Amyloid plaques are extracellular deposits that impact neuronal connections and are believed to cause Alzheimer’s Disease. Eli Lilly’s antibody – donanemab - is engineered to clear amyloid plaque in the brain, and results from clinical trials have shown optimistic results.

donanemab appeared to reduce build-up of amyloid plaque and resulted in clinical benefits for many trial participants, including:

  • 47% of patients showing no decline in disease severity after one year (compared to 29% of participants on placebo)
  • Participants had 40% less decline in ability to perform daily living activities after 18 months
  • Participants experienced a 39% lower risk of progressing to the next stage of disease, compared to placebo

Eli Lilly plans to apply for approval to sell donanemab in the UK within the next six months. NICE is currently appraising the drug for treating mild cognitive impairment, or mild dementia, caused by Alzheimer's Disease.

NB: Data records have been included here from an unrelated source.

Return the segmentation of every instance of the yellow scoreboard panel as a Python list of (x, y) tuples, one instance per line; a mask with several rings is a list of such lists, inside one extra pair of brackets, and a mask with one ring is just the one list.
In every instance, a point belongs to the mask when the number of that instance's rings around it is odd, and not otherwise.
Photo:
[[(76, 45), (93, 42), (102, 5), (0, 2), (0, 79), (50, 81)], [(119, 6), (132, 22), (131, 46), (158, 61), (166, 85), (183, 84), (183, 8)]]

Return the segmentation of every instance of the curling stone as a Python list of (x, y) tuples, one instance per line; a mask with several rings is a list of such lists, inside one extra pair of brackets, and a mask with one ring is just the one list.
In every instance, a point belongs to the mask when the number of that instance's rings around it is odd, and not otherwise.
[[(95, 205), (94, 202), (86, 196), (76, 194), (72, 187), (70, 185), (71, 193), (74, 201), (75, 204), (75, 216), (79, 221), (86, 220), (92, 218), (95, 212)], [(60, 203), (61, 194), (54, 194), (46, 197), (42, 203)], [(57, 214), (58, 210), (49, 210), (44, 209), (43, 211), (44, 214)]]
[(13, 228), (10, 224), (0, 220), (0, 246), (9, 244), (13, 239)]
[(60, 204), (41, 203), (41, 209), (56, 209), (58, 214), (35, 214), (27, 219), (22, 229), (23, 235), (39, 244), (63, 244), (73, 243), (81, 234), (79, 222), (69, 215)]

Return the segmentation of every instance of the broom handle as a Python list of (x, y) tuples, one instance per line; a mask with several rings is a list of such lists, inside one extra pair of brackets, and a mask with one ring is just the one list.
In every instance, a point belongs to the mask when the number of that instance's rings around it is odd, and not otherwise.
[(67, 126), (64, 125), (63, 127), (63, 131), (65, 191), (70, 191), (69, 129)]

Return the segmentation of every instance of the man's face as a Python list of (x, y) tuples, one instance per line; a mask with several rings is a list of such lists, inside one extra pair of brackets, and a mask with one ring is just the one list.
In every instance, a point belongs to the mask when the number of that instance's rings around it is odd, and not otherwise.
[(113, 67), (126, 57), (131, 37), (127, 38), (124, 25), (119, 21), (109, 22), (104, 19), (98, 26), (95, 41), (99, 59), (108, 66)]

Depending on the outcome of NICE’s review, the very earliest donanemab might be available on the NHS is 2025.



Deep Brain Stimulation: New device and clinical application

Deep Brain Stimulation (DBS) is a neurosurgical procedure that involves implanting electrodes into specific areas of a patient’s brain which can regulate abnormal brain impulses negatively impacting brain cells. It is commonly used to treat neurological conditions, such as Parkinson’s.

Bristol-based company BioInduction initially developed Picostim to improve DBS procedures as they are time-intensive and costly. However, researchers from Bristol University and North Bristol NHS Trust have recently discovered that DBS could be applied to patients with refractory hypertension (high blood pressure resistant to other medical treatment.)

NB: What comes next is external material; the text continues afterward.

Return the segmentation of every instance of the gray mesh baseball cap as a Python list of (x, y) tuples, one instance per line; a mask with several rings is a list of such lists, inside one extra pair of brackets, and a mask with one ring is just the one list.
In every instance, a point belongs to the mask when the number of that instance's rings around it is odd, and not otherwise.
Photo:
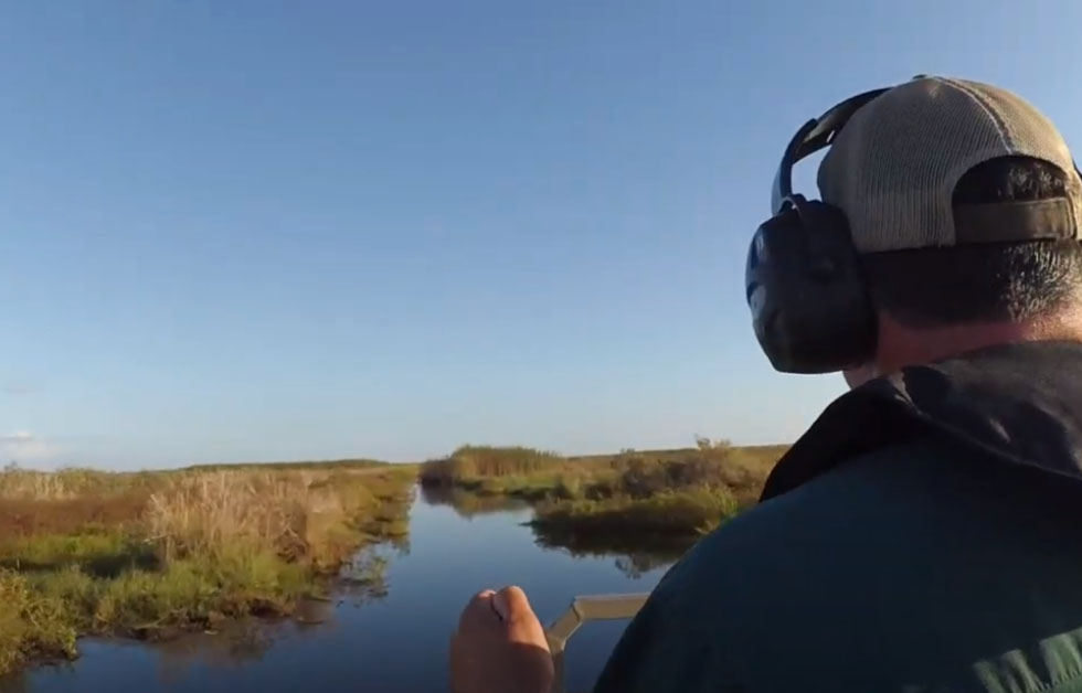
[[(958, 179), (1007, 156), (1059, 167), (1069, 199), (968, 205), (956, 227)], [(1082, 237), (1082, 179), (1063, 137), (1029, 103), (987, 84), (921, 76), (883, 93), (837, 135), (818, 183), (860, 253)]]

A small trial revealed that four out of six patients with hypertension had a reduction in blood pressure to average levels, and researchers are now planning a national clinical study to further assess the potential of DBS to treat hypertension.

Nik Patel, consultant neurosurgeon and BioInduction founder, said:

“There is currently no available treatment for refractory hypertension, which affects at least 1.5% of all hypertensive patients, accounting for about 20 million people worldwide, and about 140,000 people in the UK.”